[Ce-android-mainline] [RFC][PATCH 1/1] gpu: ion: Add IOMMU heap allocator with IOMMU API

Thu Jan 19 16:27:19 UTC 2012

On Thursday 19 January 2012, Hiroshi Doyu wrote:

> > The main advantage of the IOMMU API is that it is able to separate
> > multiple contexts, per user, so one application that is able to
> > program a DMA engine cannot access memory that another application
> > has mapped. Is that what you do with ion_iommu_heap_create(), i.e.
> > that it gets called for each GPU context?
> 
> Yes. The concept of this part cames from dma-mapping API code.

I don't understand. The dma-mapping code on top of IOMMU does *not*
use one iommu context per GPU context, it uses one IOMMU context
for everything together.

> > >+
> > >+static int ion_buffer_allocate(struct ion_buffer *buf)
> > >+{
> > >+       int i, npages = NUM_PAGES(buf);
> > >+
> > >+       buf->pages = kmalloc(npages * sizeof(*buf->pages), GFP_KERNEL);
> > >+       if (!buf->pages)
> > >+               goto err_pages;
> > >+
> > >+       buf->sglist = vzalloc(npages * sizeof(*buf->sglist));
> > >+       if (!buf->sglist)
> > >+               goto err_sgl;
> >
> > Using vzalloc here probably goes a bit too far, it's fairly expensive
> > to use compared with kzalloc, not only do you have to maintain the
> > page table entries for the new mapping, it also means you use up
> > precious space in the vmalloc area and have to use small pages for
> > accessing the data in it.
> 
> Should I use "kzalloc()" instead here?

Yes, that would be better, at least if you can prove that there is
a reasonable upper bound on the size of the allocation. kmalloc/kzalloc
usually work ok up to 16kb or at most 128kb. If you think the total
allocation might be larger than that, you have to use vzalloc anyway
but that should come with a long comment explaining what is going
on.

More likely if you end up needing vzalloc because of the size of the
allocation, you should see that as a sign that you are doing something
wrong and you should use larger chunks than single allocations in
order to cut down the number of sglist entries.

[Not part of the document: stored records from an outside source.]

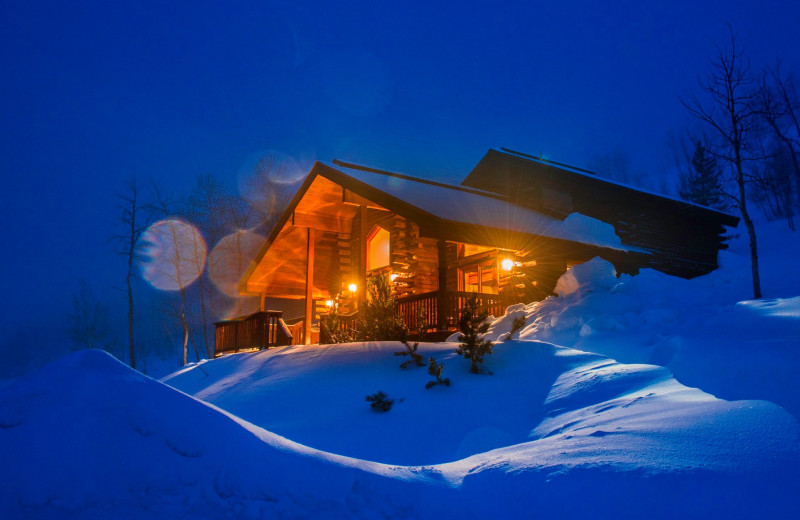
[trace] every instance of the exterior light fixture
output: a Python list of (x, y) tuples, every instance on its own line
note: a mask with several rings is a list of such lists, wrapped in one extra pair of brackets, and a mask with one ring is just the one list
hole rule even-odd
[(354, 283), (351, 283), (350, 285), (347, 286), (347, 290), (350, 291), (351, 293), (354, 293), (358, 290), (358, 286)]
[(389, 279), (390, 279), (391, 281), (395, 281), (395, 280), (397, 279), (397, 273), (392, 273), (392, 274), (390, 274), (390, 275), (389, 275)]
[(329, 309), (333, 307), (333, 300), (325, 300), (325, 307)]
[(514, 261), (510, 258), (504, 258), (502, 262), (500, 262), (500, 267), (503, 268), (503, 271), (510, 271), (514, 268)]

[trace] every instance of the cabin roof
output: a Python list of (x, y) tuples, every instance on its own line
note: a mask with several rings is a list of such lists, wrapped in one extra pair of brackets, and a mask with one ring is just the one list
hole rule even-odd
[[(638, 203), (666, 213), (736, 227), (739, 218), (700, 204), (653, 193), (622, 182), (597, 176), (594, 172), (508, 148), (491, 148), (462, 181), (462, 185), (502, 193), (515, 189), (517, 199), (525, 199), (525, 191), (537, 184), (564, 186), (571, 194), (586, 193), (603, 204)], [(524, 203), (524, 202), (523, 202)]]
[[(506, 197), (486, 190), (420, 179), (342, 161), (334, 161), (326, 166), (342, 175), (334, 173), (337, 178), (331, 180), (412, 219), (415, 215), (404, 214), (407, 213), (404, 211), (407, 210), (404, 207), (406, 204), (450, 224), (469, 224), (620, 251), (646, 252), (645, 249), (622, 244), (613, 226), (590, 217), (576, 216), (561, 220), (514, 204)], [(380, 194), (373, 190), (380, 191)]]
[[(248, 292), (247, 281), (273, 243), (286, 240), (287, 225), (298, 205), (301, 205), (303, 196), (318, 178), (342, 187), (341, 205), (345, 205), (344, 190), (349, 190), (413, 221), (420, 227), (420, 234), (425, 236), (518, 250), (541, 246), (542, 241), (549, 241), (551, 244), (560, 243), (592, 251), (595, 255), (649, 255), (647, 249), (623, 244), (612, 225), (583, 215), (572, 215), (561, 220), (514, 204), (506, 197), (487, 190), (450, 185), (337, 160), (331, 163), (318, 161), (242, 277), (239, 286), (241, 292)], [(346, 213), (346, 208), (341, 212)], [(338, 216), (346, 218), (350, 215)], [(279, 236), (283, 238), (279, 239)], [(281, 262), (287, 262), (286, 258), (281, 258)]]

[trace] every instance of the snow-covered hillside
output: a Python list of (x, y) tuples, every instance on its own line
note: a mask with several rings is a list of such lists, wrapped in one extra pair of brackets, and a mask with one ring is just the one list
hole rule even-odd
[[(771, 234), (772, 233), (772, 234)], [(284, 347), (156, 381), (84, 351), (0, 387), (0, 518), (786, 518), (800, 510), (800, 283), (768, 227), (694, 280), (614, 276), (453, 343)], [(763, 246), (766, 244), (766, 246)], [(525, 327), (508, 338), (515, 317)], [(365, 396), (395, 399), (387, 413)]]
[[(233, 415), (106, 354), (68, 356), (0, 391), (0, 507), (10, 518), (744, 518), (800, 506), (800, 425), (773, 404), (539, 342), (499, 346), (493, 375), (423, 345), (453, 381), (426, 390), (396, 347), (284, 348), (170, 378)], [(364, 401), (378, 389), (398, 398), (388, 413)]]

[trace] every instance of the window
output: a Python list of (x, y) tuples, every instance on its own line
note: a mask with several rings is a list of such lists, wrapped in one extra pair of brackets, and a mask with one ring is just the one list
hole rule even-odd
[(367, 270), (380, 269), (389, 265), (389, 232), (375, 226), (367, 235)]
[(498, 293), (497, 266), (495, 262), (490, 261), (464, 266), (459, 269), (459, 273), (461, 274), (460, 290), (483, 294)]

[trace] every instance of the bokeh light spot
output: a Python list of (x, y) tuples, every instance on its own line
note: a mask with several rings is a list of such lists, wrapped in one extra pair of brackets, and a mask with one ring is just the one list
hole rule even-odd
[(239, 295), (239, 280), (264, 240), (258, 233), (240, 230), (223, 237), (217, 243), (208, 256), (208, 274), (217, 289), (228, 296)]
[(206, 243), (191, 224), (178, 219), (159, 220), (147, 228), (141, 244), (142, 278), (156, 289), (186, 288), (203, 273)]

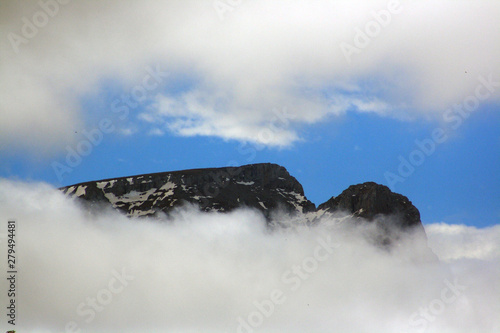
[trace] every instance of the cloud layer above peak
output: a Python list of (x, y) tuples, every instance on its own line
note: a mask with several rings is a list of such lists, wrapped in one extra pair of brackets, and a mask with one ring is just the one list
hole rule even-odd
[[(499, 12), (451, 0), (2, 2), (0, 140), (61, 148), (123, 93), (138, 104), (125, 121), (145, 131), (280, 147), (350, 111), (440, 119), (478, 77), (493, 82), (481, 102), (500, 100)], [(137, 88), (156, 67), (170, 75)], [(103, 98), (110, 82), (116, 96)]]

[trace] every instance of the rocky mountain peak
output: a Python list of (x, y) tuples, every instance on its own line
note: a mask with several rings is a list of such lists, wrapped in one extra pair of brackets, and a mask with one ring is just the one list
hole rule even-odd
[(277, 208), (289, 213), (307, 213), (316, 208), (305, 197), (302, 185), (284, 167), (271, 163), (105, 179), (61, 190), (91, 206), (110, 204), (128, 216), (168, 214), (186, 203), (203, 211), (250, 207), (267, 218)]
[(418, 209), (407, 197), (386, 186), (374, 182), (352, 185), (316, 209), (297, 179), (284, 167), (271, 163), (105, 179), (61, 190), (89, 207), (107, 205), (135, 217), (169, 215), (177, 207), (192, 204), (207, 212), (248, 207), (261, 211), (269, 222), (276, 211), (304, 223), (317, 223), (337, 213), (366, 221), (391, 216), (391, 225), (383, 222), (387, 224), (383, 228), (418, 226), (423, 230)]
[(420, 213), (404, 195), (374, 182), (351, 185), (339, 196), (318, 206), (326, 212), (343, 211), (372, 221), (380, 215), (391, 215), (402, 228), (420, 225)]

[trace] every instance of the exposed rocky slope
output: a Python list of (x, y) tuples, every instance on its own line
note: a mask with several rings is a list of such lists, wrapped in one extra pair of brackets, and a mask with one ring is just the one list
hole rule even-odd
[(277, 208), (290, 213), (316, 209), (284, 167), (269, 163), (105, 179), (61, 190), (91, 205), (108, 203), (129, 216), (168, 214), (186, 203), (204, 211), (250, 207), (268, 218)]
[(368, 221), (381, 215), (393, 216), (403, 228), (421, 224), (420, 212), (407, 197), (374, 182), (351, 185), (338, 197), (332, 197), (318, 206), (320, 213), (333, 214), (338, 211)]
[(90, 206), (111, 205), (128, 216), (169, 214), (191, 203), (203, 211), (250, 207), (261, 211), (269, 221), (277, 209), (303, 217), (304, 223), (340, 212), (368, 221), (384, 215), (391, 216), (391, 228), (423, 230), (418, 209), (407, 197), (386, 186), (373, 182), (353, 185), (316, 209), (305, 197), (302, 185), (284, 167), (270, 163), (105, 179), (61, 190)]

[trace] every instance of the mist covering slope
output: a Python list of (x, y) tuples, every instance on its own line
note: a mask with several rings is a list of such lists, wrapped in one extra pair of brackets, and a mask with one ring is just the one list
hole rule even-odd
[[(0, 219), (17, 221), (16, 329), (500, 328), (498, 226), (425, 226), (435, 260), (417, 228), (397, 231), (391, 246), (380, 246), (387, 236), (380, 224), (398, 220), (321, 214), (309, 224), (286, 210), (270, 215), (280, 228), (269, 228), (269, 218), (248, 207), (220, 212), (185, 204), (168, 215), (127, 217), (109, 204), (92, 212), (47, 184), (0, 179)], [(0, 281), (7, 290), (8, 281)]]

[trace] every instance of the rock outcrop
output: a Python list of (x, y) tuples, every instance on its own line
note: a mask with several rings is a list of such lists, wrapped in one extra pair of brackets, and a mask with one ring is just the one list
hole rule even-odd
[(128, 216), (168, 214), (186, 203), (203, 211), (249, 207), (267, 218), (278, 208), (291, 214), (316, 209), (302, 185), (284, 167), (270, 163), (105, 179), (61, 190), (90, 206), (108, 204)]
[(407, 197), (374, 182), (349, 186), (339, 196), (319, 205), (318, 211), (343, 211), (368, 221), (381, 215), (392, 216), (402, 228), (421, 224), (420, 212)]
[(362, 221), (378, 221), (384, 216), (390, 217), (383, 219), (390, 222), (383, 222), (383, 229), (417, 227), (423, 231), (418, 209), (407, 197), (386, 186), (373, 182), (352, 185), (316, 209), (297, 179), (284, 167), (271, 163), (105, 179), (61, 190), (90, 207), (107, 205), (135, 217), (168, 215), (177, 207), (193, 204), (207, 212), (249, 207), (261, 211), (269, 222), (275, 211), (304, 223), (318, 223), (338, 213)]

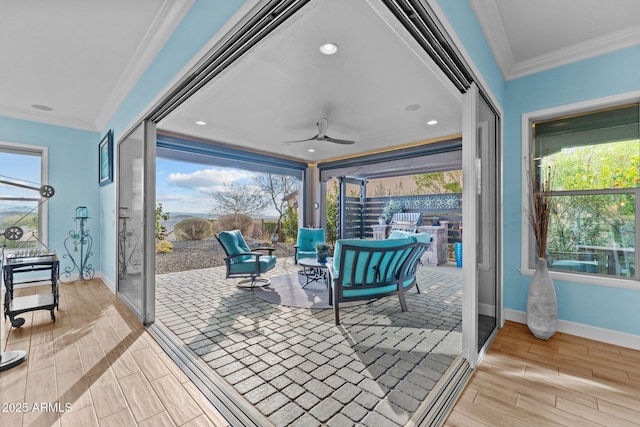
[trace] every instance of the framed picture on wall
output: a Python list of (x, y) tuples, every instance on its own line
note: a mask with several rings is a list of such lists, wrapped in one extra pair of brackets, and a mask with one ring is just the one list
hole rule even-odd
[(107, 185), (113, 182), (113, 131), (109, 130), (98, 146), (98, 182)]

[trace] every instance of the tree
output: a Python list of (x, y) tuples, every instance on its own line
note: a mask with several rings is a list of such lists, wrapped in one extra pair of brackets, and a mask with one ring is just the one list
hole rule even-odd
[(327, 229), (326, 240), (335, 243), (338, 237), (338, 182), (333, 182), (333, 189), (327, 191)]
[(259, 188), (248, 184), (227, 184), (225, 189), (211, 193), (211, 213), (222, 215), (260, 215), (269, 204)]
[(404, 192), (404, 184), (398, 182), (392, 189), (385, 187), (384, 183), (377, 182), (373, 190), (373, 197), (400, 196)]
[(432, 172), (411, 177), (416, 183), (415, 194), (462, 193), (462, 171)]
[(167, 237), (167, 227), (162, 225), (160, 221), (169, 220), (169, 212), (162, 211), (162, 203), (156, 205), (156, 240), (161, 241)]
[(254, 181), (278, 212), (276, 229), (271, 236), (271, 241), (277, 241), (276, 236), (279, 236), (282, 230), (282, 218), (286, 215), (289, 207), (288, 196), (298, 190), (298, 180), (292, 176), (262, 174), (255, 177)]

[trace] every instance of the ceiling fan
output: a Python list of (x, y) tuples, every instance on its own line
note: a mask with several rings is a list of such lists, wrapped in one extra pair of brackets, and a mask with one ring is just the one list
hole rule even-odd
[(334, 144), (355, 144), (355, 141), (349, 141), (346, 139), (337, 139), (337, 138), (331, 138), (329, 135), (327, 135), (327, 128), (329, 127), (329, 120), (322, 118), (320, 120), (318, 120), (318, 123), (316, 123), (318, 125), (318, 133), (317, 135), (311, 137), (311, 138), (307, 138), (307, 139), (300, 139), (297, 141), (285, 141), (285, 142), (305, 142), (305, 141), (327, 141), (327, 142), (333, 142)]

Another option would be to just use sg_alloc_table(), which was
made for this exact purpuse ;-)

> > >+static void *iommu_heap_map_kernel(struct ion_heap *heap,
> > >+                                  struct ion_buffer *buf)
> > >+{
> > >+       int npages = NUM_PAGES(buf);
> > >+
> > >+       BUG_ON(!buf->pages);
> > >+       buf->vaddr = vm_map_ram(buf->pages, npages, -1,
> > >+                               pgprot_noncached(pgprot_kernel));
> > >+       pr_debug("va:%p\n", buf->vaddr);
> > >+       WARN_ON(!buf->vaddr);
> > >+       return buf->vaddr;
> > >+}
> >
> > You can't do this on ARMv6 or ARMv7: There is already a cacheable
> > mapping of all entries in buf->pages, so you must not install
> > a second noncached mapping. Either make sure you have only
> > noncached pages, or only cached ones.
> 
> Ok, any example to maintain both mappings?

The dma_mapping implementation on ARM takes care of this by unmapping
any allocation that goes through dma_alloc_coherent() from the linear
mapping, at least in the CMA version that Marek did.
In order to take advantage of this, you either need to call
dma_alloc_coherent on a kernel that provides CMA, or call the CMA
allocator directly (not generally recommended). Without CMA support,
your only option is to use memory that was never part of the
linear kernel mapping, but that would remove the main advantage of
your patch, which is aimed at removing the need to take out memory
from the linear mapping.

Using only cacheable memory would be valid here, but is probably
not desired for performance reasons, or even allowed in ION because
it requires explicit cache management functions for flushing
the caches while handing data back and forth between software
and the device.

	Arnd